La demande de travail est fonction de la production prévue par les entreprises. En période prospère, l’emploi augmente, les prévisions restant positives, et la masse de salaires suit le même mouvement. Or, au Congo, le taux de chômage se situerait à 80 %. En réalité, plus de 70 % des Congolais vivent avec moins d’un dollar par jour, selon le Rapport mondial sur le développement humain. La lenteur dans la création d’emplois s’explique par le fait que la croissance a été déclenchée et soutenue par le secteur tertiaire, essentiellement constitué de sociétés de télécommunications et de banques qui n’ont pas besoin d’une main-d’œuvre importante. L’évolution du secteur industriel, qui nécessite un travail abondant, n’égale pas son potentiel alors que l’emploi est un déterminant fondamental de la pauvreté. Une croissance non créatrice d’emplois massifs dans une économie à taux de chômage très élevé biaise les prévisions de réduction de la pauvreté.
Autre aspect important de la création des richesses intérieures, les profits des entreprises. Malheureusement, ces profits ne sont pas ou presque réinvestis dans l’économie. Selon la Banque centrale, le Congo perd chaque année, autour de 10 % du PIB suite aux transferts de fonds vers le reste du monde. Et les richesses réinjectées dans l’économie ne représentent pas grand-chose par rapport à celles créées. Les autorités feraient mieux de canaliser l’économie vers des objectifs bien définis au lieu de se contenter de l’installation d’une nouvelle société qui augmente le PIB.

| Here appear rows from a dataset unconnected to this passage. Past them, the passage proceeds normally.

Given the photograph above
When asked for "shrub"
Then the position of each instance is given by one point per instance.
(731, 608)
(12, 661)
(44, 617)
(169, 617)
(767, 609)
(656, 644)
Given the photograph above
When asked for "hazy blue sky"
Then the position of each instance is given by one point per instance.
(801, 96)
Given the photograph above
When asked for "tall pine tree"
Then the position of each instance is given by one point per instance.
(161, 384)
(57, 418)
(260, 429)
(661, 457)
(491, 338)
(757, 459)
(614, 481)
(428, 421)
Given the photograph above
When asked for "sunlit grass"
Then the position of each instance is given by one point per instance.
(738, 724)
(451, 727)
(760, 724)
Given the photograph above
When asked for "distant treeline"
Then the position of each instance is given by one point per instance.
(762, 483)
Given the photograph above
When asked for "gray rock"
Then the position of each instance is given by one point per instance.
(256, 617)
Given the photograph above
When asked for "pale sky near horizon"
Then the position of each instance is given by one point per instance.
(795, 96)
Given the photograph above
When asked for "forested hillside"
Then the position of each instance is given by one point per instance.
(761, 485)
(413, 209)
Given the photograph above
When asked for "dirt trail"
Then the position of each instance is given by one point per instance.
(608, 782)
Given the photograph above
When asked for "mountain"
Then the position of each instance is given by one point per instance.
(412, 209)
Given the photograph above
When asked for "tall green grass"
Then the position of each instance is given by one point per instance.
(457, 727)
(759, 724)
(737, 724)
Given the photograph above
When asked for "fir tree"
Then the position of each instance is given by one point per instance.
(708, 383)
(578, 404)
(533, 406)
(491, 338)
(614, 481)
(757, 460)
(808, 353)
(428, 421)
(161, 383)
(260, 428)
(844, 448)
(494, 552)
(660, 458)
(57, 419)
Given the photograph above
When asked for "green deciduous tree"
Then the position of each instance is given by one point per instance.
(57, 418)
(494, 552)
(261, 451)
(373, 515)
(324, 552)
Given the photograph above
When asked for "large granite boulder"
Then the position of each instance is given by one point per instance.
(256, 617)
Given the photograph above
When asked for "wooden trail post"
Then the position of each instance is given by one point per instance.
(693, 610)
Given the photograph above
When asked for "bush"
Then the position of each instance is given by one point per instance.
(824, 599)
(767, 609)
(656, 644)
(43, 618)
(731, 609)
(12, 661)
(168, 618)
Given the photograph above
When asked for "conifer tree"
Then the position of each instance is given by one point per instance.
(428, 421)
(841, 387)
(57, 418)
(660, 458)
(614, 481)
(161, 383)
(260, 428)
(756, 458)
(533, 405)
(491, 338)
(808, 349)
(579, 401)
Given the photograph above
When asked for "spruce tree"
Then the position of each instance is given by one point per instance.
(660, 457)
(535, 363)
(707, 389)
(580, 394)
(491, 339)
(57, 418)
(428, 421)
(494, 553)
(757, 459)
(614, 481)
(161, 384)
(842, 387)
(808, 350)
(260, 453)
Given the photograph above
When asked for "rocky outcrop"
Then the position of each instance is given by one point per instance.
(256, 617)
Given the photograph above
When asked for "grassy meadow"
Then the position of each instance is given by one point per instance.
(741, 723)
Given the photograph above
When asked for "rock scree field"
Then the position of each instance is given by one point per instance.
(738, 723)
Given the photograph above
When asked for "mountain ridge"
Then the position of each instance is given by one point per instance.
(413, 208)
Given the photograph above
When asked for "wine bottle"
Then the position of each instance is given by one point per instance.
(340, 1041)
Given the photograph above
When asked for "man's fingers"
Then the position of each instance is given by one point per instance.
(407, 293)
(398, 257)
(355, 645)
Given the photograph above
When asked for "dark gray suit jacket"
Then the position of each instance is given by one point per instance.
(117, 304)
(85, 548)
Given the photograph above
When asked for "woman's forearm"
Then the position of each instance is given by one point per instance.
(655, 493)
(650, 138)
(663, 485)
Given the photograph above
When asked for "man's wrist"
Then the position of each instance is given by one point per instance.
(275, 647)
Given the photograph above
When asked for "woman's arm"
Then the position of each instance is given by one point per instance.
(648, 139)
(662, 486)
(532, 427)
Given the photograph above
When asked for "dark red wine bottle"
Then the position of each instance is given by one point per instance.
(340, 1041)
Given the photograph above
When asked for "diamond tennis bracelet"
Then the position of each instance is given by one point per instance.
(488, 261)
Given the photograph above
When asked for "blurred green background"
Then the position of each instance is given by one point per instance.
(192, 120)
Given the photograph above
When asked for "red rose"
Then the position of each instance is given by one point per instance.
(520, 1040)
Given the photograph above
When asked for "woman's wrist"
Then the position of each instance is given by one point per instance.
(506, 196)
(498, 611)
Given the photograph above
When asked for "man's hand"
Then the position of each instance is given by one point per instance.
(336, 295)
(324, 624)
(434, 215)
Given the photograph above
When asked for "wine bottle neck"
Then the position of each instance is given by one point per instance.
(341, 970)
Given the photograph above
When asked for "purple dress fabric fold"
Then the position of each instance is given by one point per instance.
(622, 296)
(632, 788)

« Une croissance qui n’occasionne pas ou presque d’effets d’entraînement et qui ne laisse que peu de moyens pour que l’économie nationale biaise les prévisions de réduction de la pauvreté. Les réformes doivent donc être d’actualité s’il faut espérer une croissance plus introvertie », explique le même fonctionnaire de la Banque centrale. Il estime que l’orientation de l’économie vers l’industrialisation serait un vrai moteur de création d’emplois massifs. Selon lui, l’amélioration des systèmes bancaire et financier est indispensable pour la minimisation des transferts de capitaux vers l’étranger. Ce qui pourra améliorer la disponibilité des ressources nécessaires au réinvestissement dans des secteurs à forte demande de main-d’œuvre. La mise en place d’un environnement favorable aux effets d’entraînement favorisera la croissance dans plusieurs secteurs. L’amélioration du cadre institutionnel économique propice à l’essor des petites et moyennes entreprises (PME) à intensité en main-d’œuvre doit être prioritaire.